Recently, I'm reading a paper and checked the attachment(https://www.ncbi.nlm.nih.gov/geo/query/acc.cgi?acc=GSE159919). I found that read counts for gene ENSMUSG00000064356 in file GSE1599_PolyA_read_counts is 0 in sample mES_Chr_rep_1_polyA. While the TPM of this gene in file GSE159919_polyA_gene_expresion is 6289.54. That's confusing. Then I asked the author of this paper. He/She answered, "Both are correct due to the fundamental difference between feature count and Kallisto.". Can someone tell me is that possible? The feature count is 0 while TPM is more than 5,000. I checked the calculation method of TPM, and if the feature count is zero then the TPM should also be 0.
yeah, sounds a doggy explanation of them to me as well
(on the other hand, I'm a salmon kinda guy, so .... ;) )
It is a gene on chrM that overlaps another gene in the same orientation. That is probably one of those edge cases where the
featureCountdefaults skip that gene (hence count 0) because of the ambiguity, and the pseudoaligners use their EM (or whatever stats magic) algorithm to still assign those reads to any (or both) of the features.
ENSMUSG00000064356 is mt-Atp8
would featurecount not 'count' the reads in the non-overlap part (if remember well that's how htseq-count will do it)? or will it skip it completely (apparently)?
Reads could also be multi-mapped which would cause
featureCountsto omit them.
The screenshot is only 500bp, so that left gene is probably like 250bp. Depending on read length and library method maybe there is simply not left in terms of "truely unique" reads for that gene. Just thinking aloud.
There could also be two other possibilities. The reads being quantified to those genes by kallisto could actually map better to an intergenic region (in which case Salmon + selective alignment would have quantification closer to featureCounts).
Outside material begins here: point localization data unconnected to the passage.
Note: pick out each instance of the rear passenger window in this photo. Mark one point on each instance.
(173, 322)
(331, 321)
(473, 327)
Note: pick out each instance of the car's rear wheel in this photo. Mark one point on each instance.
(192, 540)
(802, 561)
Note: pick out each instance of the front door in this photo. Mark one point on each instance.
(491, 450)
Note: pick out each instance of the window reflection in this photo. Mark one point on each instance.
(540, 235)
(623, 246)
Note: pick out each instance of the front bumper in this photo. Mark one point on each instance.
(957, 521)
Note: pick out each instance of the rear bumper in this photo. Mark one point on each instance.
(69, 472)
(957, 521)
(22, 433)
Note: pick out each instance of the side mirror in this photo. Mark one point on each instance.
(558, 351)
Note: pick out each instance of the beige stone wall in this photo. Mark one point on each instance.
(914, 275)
The second possibility is that there are duplications or repeats of this gene causing multimapping, in which case featureCounts ignores multimappers by default, but kallisto would build a model and provide quantification. Salmon would probably give similar results to kallisto if this were the case.
Thanks for your reply, ATpoint. Does 'skip the gene' mean discarding reads aligned to the overlapped region? If it is, it seems that the overlapped region is just a small part and the high TPM value and 0 read count means that all the reads belonging to mt-Atp8 are all mapped to the overlapped region. But I think it is quite rare... That's my thought...
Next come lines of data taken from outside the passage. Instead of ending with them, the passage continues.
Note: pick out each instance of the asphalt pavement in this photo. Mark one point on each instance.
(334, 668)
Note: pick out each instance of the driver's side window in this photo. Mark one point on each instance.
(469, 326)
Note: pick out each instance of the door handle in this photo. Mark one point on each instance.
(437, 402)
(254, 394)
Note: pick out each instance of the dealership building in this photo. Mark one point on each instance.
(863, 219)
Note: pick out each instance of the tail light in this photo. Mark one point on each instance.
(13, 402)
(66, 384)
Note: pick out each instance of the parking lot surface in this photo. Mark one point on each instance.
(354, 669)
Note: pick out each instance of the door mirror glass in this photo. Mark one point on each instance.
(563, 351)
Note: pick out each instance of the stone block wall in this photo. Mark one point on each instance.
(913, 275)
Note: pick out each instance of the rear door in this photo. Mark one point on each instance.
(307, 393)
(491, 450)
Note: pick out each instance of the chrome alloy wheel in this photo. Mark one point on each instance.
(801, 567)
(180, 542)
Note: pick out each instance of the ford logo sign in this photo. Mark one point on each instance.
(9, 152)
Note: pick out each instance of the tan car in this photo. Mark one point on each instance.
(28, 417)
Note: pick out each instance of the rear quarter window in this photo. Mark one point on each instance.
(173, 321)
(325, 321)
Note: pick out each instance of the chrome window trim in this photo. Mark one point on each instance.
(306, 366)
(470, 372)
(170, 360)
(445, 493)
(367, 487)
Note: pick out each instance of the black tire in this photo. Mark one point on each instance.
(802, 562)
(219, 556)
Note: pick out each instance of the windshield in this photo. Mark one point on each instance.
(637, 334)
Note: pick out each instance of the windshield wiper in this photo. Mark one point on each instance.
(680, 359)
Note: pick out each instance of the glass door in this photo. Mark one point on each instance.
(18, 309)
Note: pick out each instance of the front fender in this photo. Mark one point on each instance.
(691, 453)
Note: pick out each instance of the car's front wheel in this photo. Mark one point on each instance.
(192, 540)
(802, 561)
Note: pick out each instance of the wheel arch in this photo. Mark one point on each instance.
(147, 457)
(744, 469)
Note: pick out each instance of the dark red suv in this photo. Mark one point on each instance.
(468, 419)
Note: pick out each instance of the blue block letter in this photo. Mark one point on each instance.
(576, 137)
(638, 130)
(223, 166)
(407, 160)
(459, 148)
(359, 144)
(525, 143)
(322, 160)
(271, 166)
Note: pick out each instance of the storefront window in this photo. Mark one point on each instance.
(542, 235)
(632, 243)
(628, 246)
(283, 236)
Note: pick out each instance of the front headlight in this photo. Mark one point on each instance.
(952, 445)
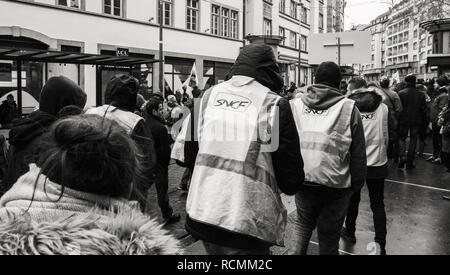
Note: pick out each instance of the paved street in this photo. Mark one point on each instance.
(418, 218)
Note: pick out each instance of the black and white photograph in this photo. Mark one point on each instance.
(250, 128)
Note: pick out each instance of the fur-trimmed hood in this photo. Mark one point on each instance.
(34, 222)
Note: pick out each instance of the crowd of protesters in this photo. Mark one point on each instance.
(84, 174)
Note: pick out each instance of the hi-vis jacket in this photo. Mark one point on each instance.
(377, 135)
(325, 140)
(127, 120)
(233, 185)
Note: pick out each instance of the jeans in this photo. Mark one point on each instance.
(376, 194)
(161, 183)
(218, 250)
(403, 135)
(324, 208)
(437, 141)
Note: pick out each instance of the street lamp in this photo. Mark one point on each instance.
(300, 4)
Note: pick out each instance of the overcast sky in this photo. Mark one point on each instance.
(363, 11)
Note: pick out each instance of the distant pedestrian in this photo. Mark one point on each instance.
(121, 97)
(437, 106)
(334, 152)
(376, 120)
(153, 113)
(74, 199)
(234, 204)
(394, 104)
(25, 135)
(411, 120)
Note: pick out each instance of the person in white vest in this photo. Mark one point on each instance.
(247, 153)
(120, 98)
(334, 152)
(378, 123)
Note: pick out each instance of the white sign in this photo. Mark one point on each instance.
(351, 47)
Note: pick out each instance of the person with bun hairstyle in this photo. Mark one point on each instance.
(75, 198)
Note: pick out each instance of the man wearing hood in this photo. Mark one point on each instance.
(120, 98)
(334, 152)
(25, 135)
(377, 124)
(247, 154)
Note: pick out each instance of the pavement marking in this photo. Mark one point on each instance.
(342, 251)
(418, 185)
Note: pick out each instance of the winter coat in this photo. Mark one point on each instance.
(76, 224)
(368, 102)
(414, 108)
(323, 97)
(257, 62)
(25, 139)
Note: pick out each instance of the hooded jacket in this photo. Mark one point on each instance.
(368, 102)
(78, 223)
(323, 97)
(25, 135)
(257, 62)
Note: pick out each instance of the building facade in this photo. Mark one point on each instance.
(201, 38)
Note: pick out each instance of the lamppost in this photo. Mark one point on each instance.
(161, 49)
(300, 4)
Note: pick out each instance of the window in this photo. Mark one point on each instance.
(267, 26)
(282, 33)
(224, 22)
(303, 45)
(320, 21)
(192, 13)
(167, 6)
(293, 39)
(294, 9)
(69, 3)
(113, 7)
(304, 15)
(283, 6)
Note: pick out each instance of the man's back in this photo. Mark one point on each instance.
(414, 107)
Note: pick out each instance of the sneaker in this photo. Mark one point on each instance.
(401, 164)
(348, 236)
(437, 161)
(172, 219)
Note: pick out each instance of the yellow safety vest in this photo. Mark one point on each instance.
(233, 185)
(377, 136)
(325, 140)
(127, 120)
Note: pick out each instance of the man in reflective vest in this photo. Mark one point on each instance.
(334, 153)
(377, 123)
(247, 153)
(120, 99)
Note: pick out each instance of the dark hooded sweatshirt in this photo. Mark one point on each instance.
(258, 62)
(368, 102)
(26, 134)
(323, 97)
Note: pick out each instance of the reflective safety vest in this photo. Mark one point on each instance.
(377, 136)
(233, 185)
(325, 140)
(127, 120)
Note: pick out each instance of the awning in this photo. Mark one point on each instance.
(71, 57)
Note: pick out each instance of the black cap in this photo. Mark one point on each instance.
(329, 73)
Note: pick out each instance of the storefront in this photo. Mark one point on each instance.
(26, 64)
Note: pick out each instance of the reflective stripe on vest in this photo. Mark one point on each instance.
(325, 139)
(127, 120)
(233, 185)
(377, 136)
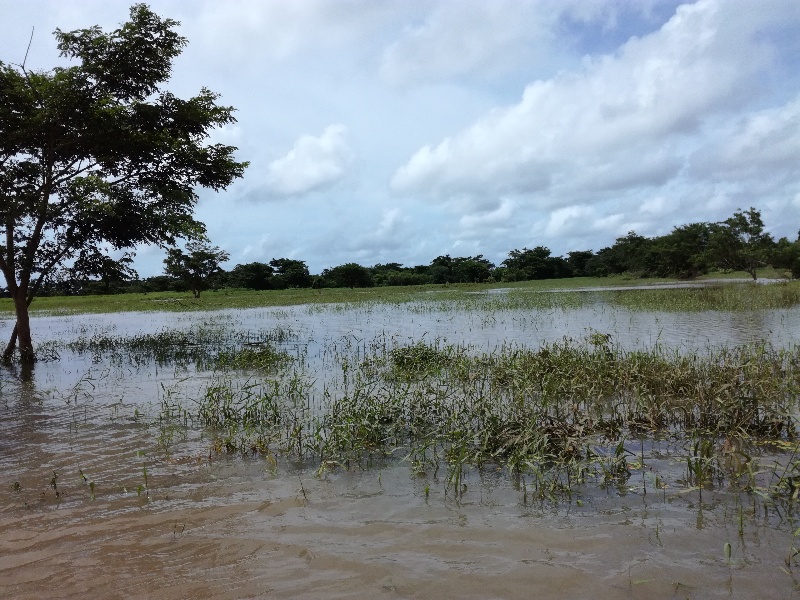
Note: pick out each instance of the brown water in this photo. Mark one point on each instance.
(210, 526)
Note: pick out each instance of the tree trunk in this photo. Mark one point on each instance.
(23, 328)
(12, 345)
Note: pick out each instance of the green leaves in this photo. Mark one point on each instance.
(97, 154)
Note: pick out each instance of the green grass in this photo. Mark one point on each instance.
(727, 297)
(558, 415)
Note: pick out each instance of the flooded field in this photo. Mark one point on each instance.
(130, 466)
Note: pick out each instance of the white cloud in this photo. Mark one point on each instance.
(765, 142)
(491, 220)
(313, 163)
(620, 121)
(467, 37)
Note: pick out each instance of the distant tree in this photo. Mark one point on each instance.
(525, 264)
(629, 254)
(254, 276)
(740, 243)
(196, 266)
(461, 269)
(290, 273)
(577, 260)
(786, 255)
(681, 253)
(109, 271)
(471, 269)
(98, 154)
(350, 275)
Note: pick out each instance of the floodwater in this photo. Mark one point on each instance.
(142, 511)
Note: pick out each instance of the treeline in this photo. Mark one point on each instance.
(736, 244)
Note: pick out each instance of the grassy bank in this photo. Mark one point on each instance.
(715, 297)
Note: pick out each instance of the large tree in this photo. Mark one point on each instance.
(195, 267)
(740, 243)
(98, 153)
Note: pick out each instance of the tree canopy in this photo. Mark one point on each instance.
(196, 266)
(98, 154)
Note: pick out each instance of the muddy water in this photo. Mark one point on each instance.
(167, 519)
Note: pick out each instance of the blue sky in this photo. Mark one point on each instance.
(400, 130)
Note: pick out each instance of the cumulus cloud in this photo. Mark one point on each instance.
(466, 37)
(620, 121)
(313, 163)
(496, 220)
(767, 141)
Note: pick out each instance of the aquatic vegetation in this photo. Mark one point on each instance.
(206, 346)
(729, 297)
(558, 415)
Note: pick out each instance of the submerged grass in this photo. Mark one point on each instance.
(521, 294)
(206, 346)
(557, 416)
(727, 297)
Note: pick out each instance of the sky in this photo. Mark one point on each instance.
(402, 130)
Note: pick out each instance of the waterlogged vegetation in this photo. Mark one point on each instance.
(559, 418)
(733, 294)
(370, 387)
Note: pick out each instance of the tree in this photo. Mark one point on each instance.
(255, 276)
(290, 273)
(682, 252)
(108, 270)
(350, 275)
(195, 267)
(740, 243)
(98, 154)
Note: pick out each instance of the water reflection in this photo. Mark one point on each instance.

Yes, could be but this is just a guess.
After all, in the end you have to decide for one method and go along with it. There will always be edge cases where one or the other method performs better. I prefer
salmonfor RNA-seq and only use featureCounts for DNA-seq such as ChIP-seq to get a count matrix.
You also have the
-O(as in capital letter o) for allowMultiOverlap where a read is attributed to each feature it overlaps. To not massively increase the count, you can specify
−−fractionso each read counts its relative fractional part towards the respective features. It might not work ideal, as I for example end up with count discrepancies between what the featureCount summary reports to have assigned and I sum up from the count matrix.